Commerce Secretary Gary Locke announced a final round of 14 grants totaling $207 million. The department, along with the Department of Agriculture, was given more than $7 billion to distribute to rural and other broadband projects.
The Commerce Department awarded a total of 233 projects in every state. Many of those projects are so-called "middle-mile" fiber-optic loops that can connect several towns in a region to backbone networks.
The National Telecommunications and Information Administration has issued awards aimed at connecting 24,000 community schools, libraries, government offices, health-care facilities and public safety entities to high-speed networks.
Critics of broadband stimulus funds and other Recovery Act projects have questioned the immediate benefits of those awards and whether companies will be able to continue operations of their projects after the government subsidies are spent.

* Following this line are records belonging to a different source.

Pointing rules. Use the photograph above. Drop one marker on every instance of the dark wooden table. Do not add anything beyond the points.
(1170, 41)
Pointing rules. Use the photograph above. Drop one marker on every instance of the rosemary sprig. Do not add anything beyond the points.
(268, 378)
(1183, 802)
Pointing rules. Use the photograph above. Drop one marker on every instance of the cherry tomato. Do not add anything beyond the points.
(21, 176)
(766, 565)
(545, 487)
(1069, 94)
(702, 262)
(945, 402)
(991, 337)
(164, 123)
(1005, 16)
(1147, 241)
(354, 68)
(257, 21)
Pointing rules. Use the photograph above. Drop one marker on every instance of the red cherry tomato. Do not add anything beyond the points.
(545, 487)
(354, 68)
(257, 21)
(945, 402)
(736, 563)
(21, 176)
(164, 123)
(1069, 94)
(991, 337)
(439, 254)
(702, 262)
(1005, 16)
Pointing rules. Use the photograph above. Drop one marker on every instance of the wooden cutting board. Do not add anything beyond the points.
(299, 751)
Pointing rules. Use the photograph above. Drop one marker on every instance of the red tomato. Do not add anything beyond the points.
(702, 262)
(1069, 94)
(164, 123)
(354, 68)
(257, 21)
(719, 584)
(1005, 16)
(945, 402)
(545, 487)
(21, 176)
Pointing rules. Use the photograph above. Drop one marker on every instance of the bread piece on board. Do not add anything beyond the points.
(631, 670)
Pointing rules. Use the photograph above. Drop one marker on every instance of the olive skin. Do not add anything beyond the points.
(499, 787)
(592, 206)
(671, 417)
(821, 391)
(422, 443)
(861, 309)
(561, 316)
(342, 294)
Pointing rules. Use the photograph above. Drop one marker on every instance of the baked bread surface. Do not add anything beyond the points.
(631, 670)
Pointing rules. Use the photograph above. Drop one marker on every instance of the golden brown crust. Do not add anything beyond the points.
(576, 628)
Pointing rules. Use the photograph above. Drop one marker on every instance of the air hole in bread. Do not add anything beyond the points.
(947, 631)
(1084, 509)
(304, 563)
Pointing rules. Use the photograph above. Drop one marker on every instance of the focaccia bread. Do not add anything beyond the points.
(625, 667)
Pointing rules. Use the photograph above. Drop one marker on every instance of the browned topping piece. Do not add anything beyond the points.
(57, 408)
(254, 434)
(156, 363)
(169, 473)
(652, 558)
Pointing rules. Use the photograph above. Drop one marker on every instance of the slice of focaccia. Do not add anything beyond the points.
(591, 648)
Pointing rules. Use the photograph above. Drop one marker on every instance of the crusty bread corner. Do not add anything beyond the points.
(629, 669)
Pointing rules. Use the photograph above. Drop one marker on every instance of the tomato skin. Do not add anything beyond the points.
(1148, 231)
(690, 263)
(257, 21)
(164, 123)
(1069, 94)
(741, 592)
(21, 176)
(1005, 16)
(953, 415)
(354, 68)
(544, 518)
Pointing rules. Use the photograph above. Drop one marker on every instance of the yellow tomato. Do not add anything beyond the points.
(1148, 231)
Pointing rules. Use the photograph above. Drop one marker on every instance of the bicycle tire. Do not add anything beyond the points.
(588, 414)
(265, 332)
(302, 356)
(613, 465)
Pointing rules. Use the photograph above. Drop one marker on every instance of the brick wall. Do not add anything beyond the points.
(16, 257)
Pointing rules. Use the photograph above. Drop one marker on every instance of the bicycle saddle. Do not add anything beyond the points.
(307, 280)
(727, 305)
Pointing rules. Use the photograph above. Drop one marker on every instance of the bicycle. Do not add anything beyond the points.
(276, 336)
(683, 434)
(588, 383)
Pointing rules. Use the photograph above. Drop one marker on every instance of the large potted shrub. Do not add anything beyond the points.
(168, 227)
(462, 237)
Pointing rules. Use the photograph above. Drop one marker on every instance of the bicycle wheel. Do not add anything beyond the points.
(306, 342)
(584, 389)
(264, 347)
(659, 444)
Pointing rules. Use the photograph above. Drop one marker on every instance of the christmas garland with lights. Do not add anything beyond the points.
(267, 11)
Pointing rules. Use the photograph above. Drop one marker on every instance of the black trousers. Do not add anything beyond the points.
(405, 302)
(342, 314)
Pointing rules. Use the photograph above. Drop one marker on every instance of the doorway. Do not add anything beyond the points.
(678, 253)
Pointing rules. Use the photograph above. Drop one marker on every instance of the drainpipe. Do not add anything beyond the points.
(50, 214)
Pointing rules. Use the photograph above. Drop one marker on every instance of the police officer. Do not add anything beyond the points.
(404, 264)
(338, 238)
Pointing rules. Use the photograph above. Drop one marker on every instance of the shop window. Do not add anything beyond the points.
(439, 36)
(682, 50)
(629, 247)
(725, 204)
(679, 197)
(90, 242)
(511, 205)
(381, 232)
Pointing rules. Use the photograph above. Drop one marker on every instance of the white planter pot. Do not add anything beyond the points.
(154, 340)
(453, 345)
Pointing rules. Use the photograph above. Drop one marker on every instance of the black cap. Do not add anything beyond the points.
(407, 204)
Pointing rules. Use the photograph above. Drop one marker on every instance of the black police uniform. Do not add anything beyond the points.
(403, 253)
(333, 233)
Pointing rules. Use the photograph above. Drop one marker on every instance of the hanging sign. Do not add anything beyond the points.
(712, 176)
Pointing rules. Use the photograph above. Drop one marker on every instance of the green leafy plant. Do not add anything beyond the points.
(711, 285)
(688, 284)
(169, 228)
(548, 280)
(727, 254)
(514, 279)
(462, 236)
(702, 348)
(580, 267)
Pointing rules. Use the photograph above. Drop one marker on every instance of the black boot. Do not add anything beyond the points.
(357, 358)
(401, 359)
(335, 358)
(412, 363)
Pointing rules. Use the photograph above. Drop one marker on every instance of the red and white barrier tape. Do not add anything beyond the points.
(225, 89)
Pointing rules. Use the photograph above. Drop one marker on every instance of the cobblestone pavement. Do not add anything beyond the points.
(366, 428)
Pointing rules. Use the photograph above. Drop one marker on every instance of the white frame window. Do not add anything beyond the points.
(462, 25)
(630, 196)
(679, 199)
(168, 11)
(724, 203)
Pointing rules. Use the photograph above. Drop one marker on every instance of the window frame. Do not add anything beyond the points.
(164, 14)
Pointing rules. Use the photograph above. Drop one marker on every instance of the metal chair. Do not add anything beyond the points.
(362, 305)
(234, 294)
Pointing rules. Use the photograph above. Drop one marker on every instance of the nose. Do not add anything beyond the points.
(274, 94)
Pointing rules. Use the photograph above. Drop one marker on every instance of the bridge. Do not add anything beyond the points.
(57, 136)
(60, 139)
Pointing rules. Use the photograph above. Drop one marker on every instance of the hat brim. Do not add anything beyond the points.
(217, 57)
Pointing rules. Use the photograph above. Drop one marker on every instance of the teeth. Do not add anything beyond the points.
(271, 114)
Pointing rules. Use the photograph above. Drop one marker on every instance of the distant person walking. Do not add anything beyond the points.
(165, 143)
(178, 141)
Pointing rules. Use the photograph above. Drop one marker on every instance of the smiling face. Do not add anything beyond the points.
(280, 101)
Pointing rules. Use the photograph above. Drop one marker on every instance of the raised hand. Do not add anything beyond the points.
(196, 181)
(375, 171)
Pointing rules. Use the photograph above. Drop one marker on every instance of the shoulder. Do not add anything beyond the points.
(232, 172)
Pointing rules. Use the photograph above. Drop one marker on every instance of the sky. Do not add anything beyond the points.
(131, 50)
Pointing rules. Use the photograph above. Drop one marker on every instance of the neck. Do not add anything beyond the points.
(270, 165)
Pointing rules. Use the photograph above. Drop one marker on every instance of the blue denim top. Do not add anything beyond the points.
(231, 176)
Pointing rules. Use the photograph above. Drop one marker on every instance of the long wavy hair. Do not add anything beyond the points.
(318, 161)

In a news release, NTIA, the White House's technology policy arm, said the benefits may not be immediate and noted that the federal government has created a timeline for the projects.
"These anticipated benefits will be realized over the life of each project, which must be substantially complete within two years and fully complete within three years," the NTIA said.
Craig Settles, a telecommunications consultant, said the expectations of immediate jobs growth were "unrealistic" and "unfortunate."
"The real benefits come from the businesses that arise from these tech investments," Settles said.